Más pragmático, otro columnista explica en el mismo diario por qué la espontánea coalición conservadora que votó a Macri no es tan distinta de la que votará a Cristina en octubre: “Gran parte del electorado de la Ciudad de Buenos Aires votó por Macri y votará por Cristina (…) Los porteños, dueños de ciertos beneficios adquiridos, no quieren poner en juego el status social alcanzado. Muchos saben que se lo deben a las políticas nacionales (…) la gran mayoría se inclinará, en defensa propia, por Cristina Fernández” (Víctor Ramos, Tiempo Argentino, 18/7).

Frente a la derrota electoral en la Ciudad, el kirchnerismo puede repasar los errores cometidos y rumiar broncas y desdenes, redescubriendo las características del ingrato y esquivo electorado porteño. O puede celebrar la coherencia con la que llegaron a estos buenos resultados y repensar sus estrategias de llegada a esa parte de la sociedad a la que no logran seducir con su mensaje. Después de todo, aun perdiendo, como bien apuntó Filmus, el Frente para la Victoria realizó aquí “la mejor elección de toda su historia”.

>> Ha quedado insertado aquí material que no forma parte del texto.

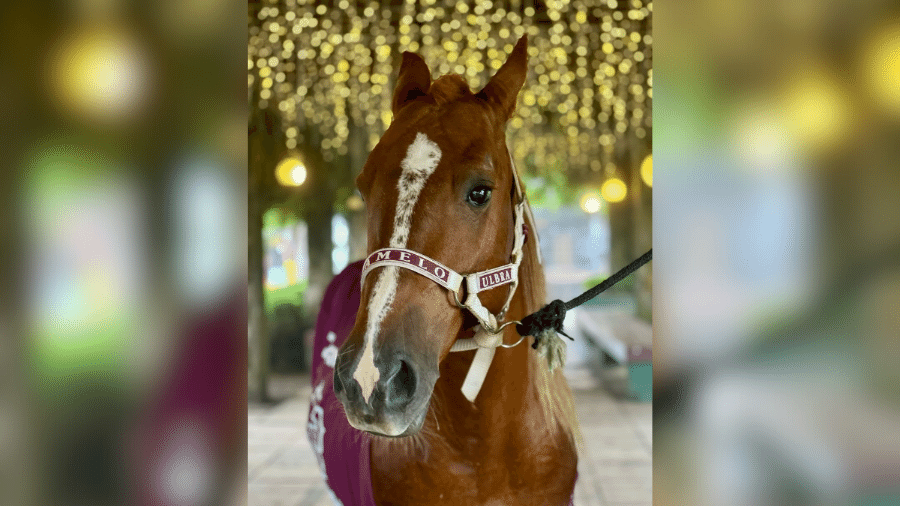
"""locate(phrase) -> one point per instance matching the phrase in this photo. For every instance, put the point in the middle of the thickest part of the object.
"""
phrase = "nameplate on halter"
(413, 261)
(495, 277)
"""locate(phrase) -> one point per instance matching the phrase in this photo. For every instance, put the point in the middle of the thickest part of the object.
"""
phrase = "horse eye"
(479, 196)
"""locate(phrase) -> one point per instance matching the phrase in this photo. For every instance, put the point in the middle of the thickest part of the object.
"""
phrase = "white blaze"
(422, 158)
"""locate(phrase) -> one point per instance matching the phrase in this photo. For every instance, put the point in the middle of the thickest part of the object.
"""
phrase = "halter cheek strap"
(489, 334)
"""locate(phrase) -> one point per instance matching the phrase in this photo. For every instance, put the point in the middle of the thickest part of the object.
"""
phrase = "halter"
(489, 334)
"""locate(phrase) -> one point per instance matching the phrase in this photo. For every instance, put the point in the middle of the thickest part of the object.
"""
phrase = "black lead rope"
(552, 315)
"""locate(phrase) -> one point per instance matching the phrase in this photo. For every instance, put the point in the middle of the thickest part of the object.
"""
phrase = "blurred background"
(320, 82)
(777, 281)
(123, 275)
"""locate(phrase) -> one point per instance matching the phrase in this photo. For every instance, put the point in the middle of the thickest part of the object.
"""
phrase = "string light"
(332, 66)
(647, 170)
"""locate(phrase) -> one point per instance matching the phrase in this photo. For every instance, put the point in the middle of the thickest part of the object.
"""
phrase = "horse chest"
(493, 477)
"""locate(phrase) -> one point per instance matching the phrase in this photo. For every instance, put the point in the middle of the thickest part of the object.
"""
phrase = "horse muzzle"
(398, 403)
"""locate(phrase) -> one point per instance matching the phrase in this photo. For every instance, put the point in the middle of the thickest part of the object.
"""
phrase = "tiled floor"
(615, 469)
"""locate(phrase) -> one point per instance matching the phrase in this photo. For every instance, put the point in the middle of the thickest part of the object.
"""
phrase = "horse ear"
(503, 88)
(413, 81)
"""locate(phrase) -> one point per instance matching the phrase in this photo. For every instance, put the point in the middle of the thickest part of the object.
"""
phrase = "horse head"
(440, 183)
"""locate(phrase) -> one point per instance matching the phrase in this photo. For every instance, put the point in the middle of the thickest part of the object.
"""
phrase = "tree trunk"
(257, 322)
(318, 216)
(621, 223)
(642, 216)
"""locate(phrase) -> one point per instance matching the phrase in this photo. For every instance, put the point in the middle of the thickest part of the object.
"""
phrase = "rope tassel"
(546, 323)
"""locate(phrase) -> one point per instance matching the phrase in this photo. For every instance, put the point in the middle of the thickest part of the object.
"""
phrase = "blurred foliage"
(292, 294)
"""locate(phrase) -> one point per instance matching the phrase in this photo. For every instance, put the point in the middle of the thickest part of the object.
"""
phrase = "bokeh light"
(327, 70)
(290, 172)
(590, 203)
(100, 73)
(614, 190)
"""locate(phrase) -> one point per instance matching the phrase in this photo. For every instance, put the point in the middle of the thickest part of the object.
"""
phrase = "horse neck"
(517, 387)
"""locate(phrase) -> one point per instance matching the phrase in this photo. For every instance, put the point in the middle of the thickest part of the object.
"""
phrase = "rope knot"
(550, 317)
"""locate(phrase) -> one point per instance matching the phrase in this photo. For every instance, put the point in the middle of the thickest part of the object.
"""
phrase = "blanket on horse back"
(341, 451)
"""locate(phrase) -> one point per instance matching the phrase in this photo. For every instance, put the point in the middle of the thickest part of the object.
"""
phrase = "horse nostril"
(400, 387)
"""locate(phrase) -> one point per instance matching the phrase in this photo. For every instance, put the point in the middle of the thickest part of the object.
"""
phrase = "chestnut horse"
(440, 186)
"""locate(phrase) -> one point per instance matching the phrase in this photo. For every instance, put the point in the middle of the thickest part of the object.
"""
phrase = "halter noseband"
(489, 335)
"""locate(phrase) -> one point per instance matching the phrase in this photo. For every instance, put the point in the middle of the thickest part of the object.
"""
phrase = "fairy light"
(332, 67)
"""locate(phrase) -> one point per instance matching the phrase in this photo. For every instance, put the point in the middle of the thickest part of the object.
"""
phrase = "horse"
(442, 198)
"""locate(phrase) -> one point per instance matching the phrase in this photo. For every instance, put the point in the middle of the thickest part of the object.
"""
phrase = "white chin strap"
(489, 333)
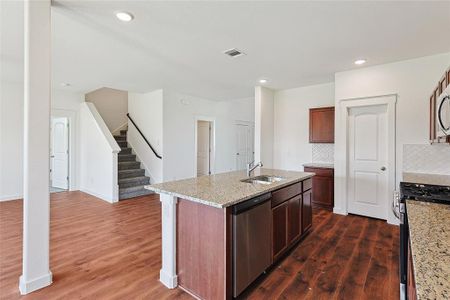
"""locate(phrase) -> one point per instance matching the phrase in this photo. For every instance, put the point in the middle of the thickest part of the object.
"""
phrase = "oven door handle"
(396, 205)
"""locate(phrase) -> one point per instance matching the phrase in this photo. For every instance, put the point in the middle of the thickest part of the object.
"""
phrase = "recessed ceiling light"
(360, 62)
(124, 16)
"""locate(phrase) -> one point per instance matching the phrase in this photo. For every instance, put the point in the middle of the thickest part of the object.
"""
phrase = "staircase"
(132, 177)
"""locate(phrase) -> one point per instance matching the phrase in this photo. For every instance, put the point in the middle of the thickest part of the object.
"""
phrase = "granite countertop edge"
(270, 188)
(319, 165)
(420, 257)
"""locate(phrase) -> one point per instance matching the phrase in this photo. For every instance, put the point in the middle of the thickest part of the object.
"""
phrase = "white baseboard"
(339, 211)
(11, 197)
(169, 281)
(100, 196)
(121, 127)
(35, 284)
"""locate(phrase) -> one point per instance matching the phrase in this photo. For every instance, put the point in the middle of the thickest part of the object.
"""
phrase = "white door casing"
(342, 165)
(244, 145)
(203, 147)
(60, 153)
(367, 159)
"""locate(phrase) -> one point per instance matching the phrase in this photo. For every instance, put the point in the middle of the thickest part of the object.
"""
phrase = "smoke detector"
(234, 52)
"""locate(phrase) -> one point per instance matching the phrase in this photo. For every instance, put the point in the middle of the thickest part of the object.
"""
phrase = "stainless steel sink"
(263, 179)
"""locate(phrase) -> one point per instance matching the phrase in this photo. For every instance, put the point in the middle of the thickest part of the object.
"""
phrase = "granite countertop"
(438, 179)
(319, 165)
(226, 189)
(429, 229)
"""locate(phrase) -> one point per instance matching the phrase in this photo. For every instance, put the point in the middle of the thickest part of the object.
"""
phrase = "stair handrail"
(140, 132)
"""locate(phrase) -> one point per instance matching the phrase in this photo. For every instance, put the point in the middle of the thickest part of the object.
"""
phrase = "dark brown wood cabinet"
(294, 218)
(279, 229)
(306, 211)
(291, 216)
(323, 187)
(410, 282)
(321, 125)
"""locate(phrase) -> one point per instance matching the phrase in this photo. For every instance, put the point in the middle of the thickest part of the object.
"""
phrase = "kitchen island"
(429, 250)
(202, 237)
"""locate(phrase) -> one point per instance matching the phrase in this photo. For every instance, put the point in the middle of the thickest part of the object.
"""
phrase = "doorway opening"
(204, 154)
(367, 126)
(59, 154)
(245, 136)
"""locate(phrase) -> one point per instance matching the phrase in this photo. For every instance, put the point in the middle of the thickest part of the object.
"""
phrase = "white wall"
(112, 105)
(67, 104)
(64, 103)
(291, 123)
(11, 141)
(147, 112)
(180, 113)
(412, 81)
(98, 156)
(264, 126)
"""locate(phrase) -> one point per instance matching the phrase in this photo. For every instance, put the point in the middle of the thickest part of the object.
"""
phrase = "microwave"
(443, 115)
(440, 116)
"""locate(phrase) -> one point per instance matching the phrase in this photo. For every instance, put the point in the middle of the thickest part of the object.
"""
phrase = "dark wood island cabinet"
(221, 232)
(291, 216)
(323, 187)
(321, 125)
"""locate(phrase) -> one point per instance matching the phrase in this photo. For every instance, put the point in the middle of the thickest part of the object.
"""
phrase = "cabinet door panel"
(294, 213)
(322, 191)
(306, 210)
(279, 228)
(321, 125)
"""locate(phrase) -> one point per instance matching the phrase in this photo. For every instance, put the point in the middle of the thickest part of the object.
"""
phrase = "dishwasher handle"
(244, 206)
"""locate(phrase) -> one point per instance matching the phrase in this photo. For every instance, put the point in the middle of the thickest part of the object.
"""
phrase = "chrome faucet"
(251, 166)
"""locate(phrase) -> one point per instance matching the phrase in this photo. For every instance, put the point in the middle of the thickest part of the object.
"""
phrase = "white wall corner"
(168, 273)
(26, 287)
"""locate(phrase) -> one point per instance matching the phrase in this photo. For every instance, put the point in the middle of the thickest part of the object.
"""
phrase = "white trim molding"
(26, 287)
(121, 127)
(168, 273)
(341, 149)
(212, 141)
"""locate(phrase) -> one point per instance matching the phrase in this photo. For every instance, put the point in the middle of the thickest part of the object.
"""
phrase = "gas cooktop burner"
(425, 192)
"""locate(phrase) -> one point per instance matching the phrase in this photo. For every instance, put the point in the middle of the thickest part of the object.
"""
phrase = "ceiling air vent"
(234, 52)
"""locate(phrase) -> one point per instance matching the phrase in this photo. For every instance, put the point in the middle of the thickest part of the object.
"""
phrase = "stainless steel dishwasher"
(251, 241)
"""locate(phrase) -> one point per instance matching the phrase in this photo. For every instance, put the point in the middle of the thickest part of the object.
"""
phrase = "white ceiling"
(179, 45)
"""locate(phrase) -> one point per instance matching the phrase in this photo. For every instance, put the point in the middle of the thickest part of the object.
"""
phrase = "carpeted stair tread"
(133, 181)
(131, 173)
(127, 157)
(129, 165)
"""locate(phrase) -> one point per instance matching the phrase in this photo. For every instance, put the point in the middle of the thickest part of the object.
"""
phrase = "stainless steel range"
(418, 192)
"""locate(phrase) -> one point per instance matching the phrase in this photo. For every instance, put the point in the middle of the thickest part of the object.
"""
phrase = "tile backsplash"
(323, 153)
(431, 159)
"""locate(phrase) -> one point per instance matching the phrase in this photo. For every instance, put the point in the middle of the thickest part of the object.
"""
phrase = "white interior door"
(368, 184)
(59, 159)
(203, 148)
(244, 145)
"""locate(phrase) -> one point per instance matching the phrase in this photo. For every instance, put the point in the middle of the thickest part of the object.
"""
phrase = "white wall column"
(168, 274)
(36, 205)
(264, 123)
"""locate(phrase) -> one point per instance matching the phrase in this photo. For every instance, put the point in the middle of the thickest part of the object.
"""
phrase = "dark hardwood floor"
(104, 251)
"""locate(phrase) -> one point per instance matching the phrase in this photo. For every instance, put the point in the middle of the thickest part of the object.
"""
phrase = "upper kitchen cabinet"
(321, 125)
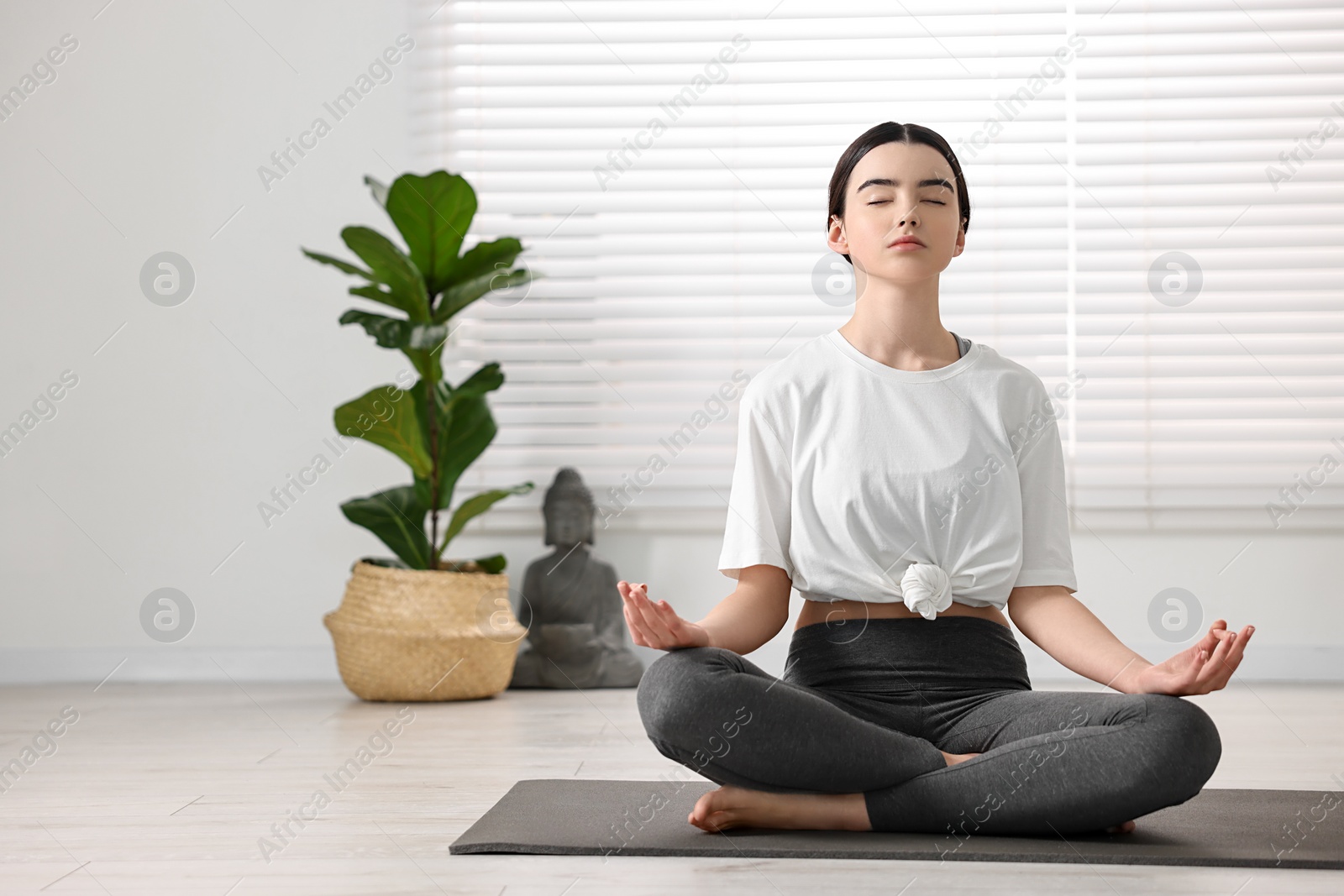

Parece ser el destino del peronismo en la Capital. Mientras Arturo Jauretche, en sus últimos tiempos, recordaba el medio pelo de la tilinguería porteña, en aquellos días de euforia camporista llegaron a presentar como candidato a senador a alguien tan
“progresista” como Marcelo Sánchez Sorondo; a tal punto que no sólo le dieron al radicalismo su único triunfo en aquellas elecciones del ‘73, sino que transformaron en “progresista” al vencedor, Fernando de la Rúa, que iniciaba entonces su larga marcha hacia la Presidencia. Por eso es que Filmus tiene razones para celebrar esta pequeña epopeya de su derrota victoriosa.